Perhaps in nothing is the reality of her youthfulness so expressive as in her adorable gaiety. Like a clear fresh spring, it is ever brimming up from the heart into her mischief-loving eyes. By her side merely technically young people seem heavy and serious. And nothing amuses her more than gravely to mystify, or even bewilderingly shock, some proper acquaintance, or some respectable strangers, with her carefully designed mock improprieties of speech or action. To look at the loveliest of grand-mothers, it is naturally somewhat perplexing to the uninitiated visitor to hear her talk, with her rarely distinguished manner, of frivolous matters with which they assume she has long since done.
A short while ago, when I was taking tea with her, she had for visitor a staid old-maidish lady, little more than half her age, whom she had known as a girl, but had not seen for some years. In the course of conversation, she turned to her guest, with her grand air:
“Have you done much dancing this season?” she asked.
“O indeed no,” answered the other unsuspiciously, “my dancing days are over.”
“At your age!” commented Luccia with surprise. “Nonsense! You must let me teach you to dance the tango. I have enjoyed it immensely this winter.”
“Really?” gasped the other in astonishment, with that intonation in the voice naturally so gratifying to the “old” suggesting that the person talking with them really regards them as dead and buried.
“Of course, why not?” asks Luccia with perfect seriousness. “I dance it with my grandsons. My husband doesn’t care to dance it. He prefers the polka.”
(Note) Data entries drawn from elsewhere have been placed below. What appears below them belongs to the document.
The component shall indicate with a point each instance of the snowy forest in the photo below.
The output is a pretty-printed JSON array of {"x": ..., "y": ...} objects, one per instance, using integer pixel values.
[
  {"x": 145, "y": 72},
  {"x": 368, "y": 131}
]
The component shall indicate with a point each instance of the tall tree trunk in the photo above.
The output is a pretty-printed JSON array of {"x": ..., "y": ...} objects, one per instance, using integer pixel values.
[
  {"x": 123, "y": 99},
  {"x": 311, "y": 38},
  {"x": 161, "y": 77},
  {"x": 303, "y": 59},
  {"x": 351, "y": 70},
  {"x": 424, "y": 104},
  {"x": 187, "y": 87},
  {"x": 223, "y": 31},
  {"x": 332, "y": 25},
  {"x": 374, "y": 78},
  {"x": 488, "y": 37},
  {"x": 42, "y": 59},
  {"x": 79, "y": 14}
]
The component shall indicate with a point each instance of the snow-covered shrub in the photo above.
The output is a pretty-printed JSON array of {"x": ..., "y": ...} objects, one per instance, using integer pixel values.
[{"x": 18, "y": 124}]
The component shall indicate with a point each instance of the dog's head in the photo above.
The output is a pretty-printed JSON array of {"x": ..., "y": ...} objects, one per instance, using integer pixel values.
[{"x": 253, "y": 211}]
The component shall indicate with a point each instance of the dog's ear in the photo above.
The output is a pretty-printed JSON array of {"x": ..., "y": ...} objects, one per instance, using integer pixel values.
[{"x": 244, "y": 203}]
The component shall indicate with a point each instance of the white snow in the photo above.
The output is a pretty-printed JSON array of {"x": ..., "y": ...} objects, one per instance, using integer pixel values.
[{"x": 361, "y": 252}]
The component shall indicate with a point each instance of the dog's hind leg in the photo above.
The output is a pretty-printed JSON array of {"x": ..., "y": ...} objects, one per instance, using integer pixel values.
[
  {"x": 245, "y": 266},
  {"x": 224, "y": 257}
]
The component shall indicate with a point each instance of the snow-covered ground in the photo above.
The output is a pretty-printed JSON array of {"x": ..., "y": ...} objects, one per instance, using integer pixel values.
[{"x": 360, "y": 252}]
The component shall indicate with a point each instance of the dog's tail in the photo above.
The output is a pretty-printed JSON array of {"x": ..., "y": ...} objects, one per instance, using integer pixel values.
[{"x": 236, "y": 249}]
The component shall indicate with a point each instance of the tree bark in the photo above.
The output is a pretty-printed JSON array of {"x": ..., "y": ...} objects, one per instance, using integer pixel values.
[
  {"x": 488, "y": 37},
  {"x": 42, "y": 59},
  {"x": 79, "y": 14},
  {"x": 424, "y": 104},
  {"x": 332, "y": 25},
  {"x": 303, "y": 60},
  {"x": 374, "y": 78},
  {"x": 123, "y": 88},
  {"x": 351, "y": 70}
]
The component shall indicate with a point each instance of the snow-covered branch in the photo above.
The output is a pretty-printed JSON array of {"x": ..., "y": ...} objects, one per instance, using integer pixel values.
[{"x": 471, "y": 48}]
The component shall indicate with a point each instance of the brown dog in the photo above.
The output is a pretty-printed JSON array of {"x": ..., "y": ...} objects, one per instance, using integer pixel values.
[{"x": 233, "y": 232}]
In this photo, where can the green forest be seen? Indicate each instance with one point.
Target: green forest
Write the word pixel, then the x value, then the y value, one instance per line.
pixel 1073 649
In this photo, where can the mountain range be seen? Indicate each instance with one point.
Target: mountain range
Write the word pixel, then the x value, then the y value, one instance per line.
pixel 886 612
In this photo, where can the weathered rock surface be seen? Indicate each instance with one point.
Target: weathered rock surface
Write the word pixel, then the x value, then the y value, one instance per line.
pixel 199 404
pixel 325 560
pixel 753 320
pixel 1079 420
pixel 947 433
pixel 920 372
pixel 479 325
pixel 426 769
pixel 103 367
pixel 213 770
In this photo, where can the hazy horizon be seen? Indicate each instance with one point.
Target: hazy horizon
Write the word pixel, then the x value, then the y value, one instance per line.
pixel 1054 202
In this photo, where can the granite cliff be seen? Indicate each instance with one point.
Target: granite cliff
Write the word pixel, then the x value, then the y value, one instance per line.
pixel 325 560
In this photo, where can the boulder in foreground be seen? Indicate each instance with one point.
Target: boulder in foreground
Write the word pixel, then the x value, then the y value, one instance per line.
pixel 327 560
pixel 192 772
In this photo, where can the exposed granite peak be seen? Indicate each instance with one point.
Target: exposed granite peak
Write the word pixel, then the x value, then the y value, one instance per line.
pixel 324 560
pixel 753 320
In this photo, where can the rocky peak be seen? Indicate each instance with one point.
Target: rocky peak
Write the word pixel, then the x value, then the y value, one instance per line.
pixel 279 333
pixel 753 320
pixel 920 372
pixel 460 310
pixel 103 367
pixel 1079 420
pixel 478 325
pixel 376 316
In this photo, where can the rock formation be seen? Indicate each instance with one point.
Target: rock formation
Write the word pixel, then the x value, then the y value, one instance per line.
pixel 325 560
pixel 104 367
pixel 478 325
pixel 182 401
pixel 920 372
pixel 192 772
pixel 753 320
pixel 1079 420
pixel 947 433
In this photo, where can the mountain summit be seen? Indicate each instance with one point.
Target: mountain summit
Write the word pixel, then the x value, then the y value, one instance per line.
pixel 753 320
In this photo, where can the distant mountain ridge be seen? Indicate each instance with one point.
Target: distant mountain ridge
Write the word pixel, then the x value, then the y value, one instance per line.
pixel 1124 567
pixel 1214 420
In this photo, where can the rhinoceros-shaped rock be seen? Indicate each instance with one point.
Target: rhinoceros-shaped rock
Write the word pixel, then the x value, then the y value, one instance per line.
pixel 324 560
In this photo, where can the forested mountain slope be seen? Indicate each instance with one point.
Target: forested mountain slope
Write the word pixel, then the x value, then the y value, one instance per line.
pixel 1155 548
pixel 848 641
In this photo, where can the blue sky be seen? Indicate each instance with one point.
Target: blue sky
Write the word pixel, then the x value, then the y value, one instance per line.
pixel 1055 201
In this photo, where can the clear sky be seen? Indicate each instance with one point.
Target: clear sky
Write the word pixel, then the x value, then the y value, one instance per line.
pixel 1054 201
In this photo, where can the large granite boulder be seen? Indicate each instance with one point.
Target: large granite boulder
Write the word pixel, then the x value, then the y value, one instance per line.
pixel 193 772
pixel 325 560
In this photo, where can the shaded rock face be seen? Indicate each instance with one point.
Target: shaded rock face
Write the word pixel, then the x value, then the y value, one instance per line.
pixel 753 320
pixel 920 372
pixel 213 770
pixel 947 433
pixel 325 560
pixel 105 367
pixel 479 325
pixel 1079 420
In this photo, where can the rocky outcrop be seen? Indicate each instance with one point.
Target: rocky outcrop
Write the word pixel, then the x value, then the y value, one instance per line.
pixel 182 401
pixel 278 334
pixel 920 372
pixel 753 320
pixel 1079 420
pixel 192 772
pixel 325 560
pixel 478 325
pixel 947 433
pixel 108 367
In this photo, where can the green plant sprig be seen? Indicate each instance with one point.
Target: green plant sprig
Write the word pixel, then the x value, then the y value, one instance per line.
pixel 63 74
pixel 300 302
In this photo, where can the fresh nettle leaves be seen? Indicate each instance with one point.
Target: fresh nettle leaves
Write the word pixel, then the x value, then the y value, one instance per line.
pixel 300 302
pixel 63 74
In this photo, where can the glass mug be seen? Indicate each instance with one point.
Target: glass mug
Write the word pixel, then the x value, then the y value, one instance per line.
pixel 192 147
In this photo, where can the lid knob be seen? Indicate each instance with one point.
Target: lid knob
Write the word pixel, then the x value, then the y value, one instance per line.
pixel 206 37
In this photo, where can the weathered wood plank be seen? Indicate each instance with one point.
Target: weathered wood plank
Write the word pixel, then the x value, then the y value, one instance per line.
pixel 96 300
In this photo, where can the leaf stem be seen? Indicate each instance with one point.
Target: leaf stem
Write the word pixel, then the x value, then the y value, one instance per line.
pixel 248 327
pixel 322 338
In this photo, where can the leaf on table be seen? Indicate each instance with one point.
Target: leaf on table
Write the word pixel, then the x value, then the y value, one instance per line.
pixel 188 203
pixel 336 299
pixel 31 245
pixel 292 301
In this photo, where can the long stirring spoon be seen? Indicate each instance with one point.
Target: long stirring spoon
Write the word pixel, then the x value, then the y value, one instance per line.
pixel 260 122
Not knowing what to think, the poor old maid—actually “old” compared with Luccia—looked from her to the beautiful venerable figure of her polka-dancing husband seemingly meditating over his pipe, a little withdrawn from them on the veranda, but inwardly shaken with mirth at the darling nonsense of her who is still the same madcap girl he first fell in love with so many years ago.
When the guest had departed, with a puzzled, questioning look still lingering on her face, Luccia turned to me, her eyes bright pools of merriment:
“It was quite true, wasn’t it? Come, let us try it.”
And, nimble as a girl, she was on her feet, and we executed quite a passable tango up and down the veranda, to the accompaniment of her husband’s—“Luccia! Luccia! what a wild thing you are!”
A certain reputation for “wildness,” a savour of innocent Bohemianism, has clung to Luccia, and Irene too, all through their lives, as a legacy from that far-off legendary time when, scarcely out of their girlhood, they were fellow art-students together in Paris. Belonging both to aristocratic, rather straitlaced New England families, I have often wondered how they contrived to accomplish that adventure in a day when such independent action on the part of two pretty young ladies was an adventure indeed.